Figure 5

Peripheral quality control engagement is dependent on conformational destabilization. (a) Mature hERG is destabilized at elevated temperature. Metabolic stability of mature WT, PAS-mutant (F29L and T65P) or temperature-rescued G601S (48 h at 26 °C, rG601S) hERG evaluated at 37 °C or 41 °C by immunoblotting following translational inhibition with cycloheximide (CHX, 150 µg/ml). Representative immunoblots shown (uncropped images in Supplementary Fig. S12). Solid line: different parts of the same gel. White space: separate gels. (b) Turnover kinetics of mature WT and F29L hERG fit using single-exponential decay functions. Similar results obtained for T65P and rG601S hERG (Supplementary Fig. S5). (c) Turnover rate-constants determined by curve fitting as in (b) and expressed as fold increase relative to 37 °C. (d) Pharmacological correction of hERG folding restores cell-surface stability. PM-turnover of WT and select PAS-mutants hERG measured by cell-surface ELISA following overnight (16 h) E4031 treatment (10 µM). (e) Pharmacochaperone treatment improves folding of nascent hERG at the ER but does not promote refolding of mature channels at the PM. Internalization of WT and select PAS-mutant hERG measured by PM-ELISA following acute (1 h) or overnight (16 h) E4031 pre-treatment (10 µM). (f) Delivery of PM-labelled T65P hERG to LAMP1-positive compartments evaluated by LCFM following 3 h chase. Lysosomal delivery is prevented by overnight pre-treatment with E4031 (10 µM). Whole-cell (scale bar: 10 µm, left) and high-magnification (scale bar: 2 µm, right) images shown. Magnified area indicated by white box.
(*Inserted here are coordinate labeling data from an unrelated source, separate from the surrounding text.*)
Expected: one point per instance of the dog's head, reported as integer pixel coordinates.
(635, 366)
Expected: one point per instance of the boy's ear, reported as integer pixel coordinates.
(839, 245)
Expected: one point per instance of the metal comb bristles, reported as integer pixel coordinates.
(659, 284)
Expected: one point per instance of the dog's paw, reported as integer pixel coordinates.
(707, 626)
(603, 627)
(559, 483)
Analysis of WT and additional PAS-mutants in Supplementary Fig. S6. (g) Pharmacochaperone pre-treatment prevents endo-lysosomal trafficking of T65P hERG. Representative histogram of T65P hERG vesicular pH following 3 h chase. Overlay of multi-Gaussian peak-fits (mean ± SD) shown. N indicates total number of vesicles evaluated. (h) Mean luminal pH of hERG-containing endocytic vesicles measured by FRIA following overnight treatment with E4031 (10 µM) and 3 h chase at 37 °C. (i) Subset of temperature-rescued PAS-mutants are resistant to unfolding at physiological temperature. Internalization of WT and PAS-mutant hERG measured by PM-ELISA following low-temperature rescue (30 °C for 24 h) and unfolding (37 °C for 2 h). *P < 0.05, **P < 0.01, ***P < 0.001, n.s. = no significant difference (See Methods for explanation of statistical analysis).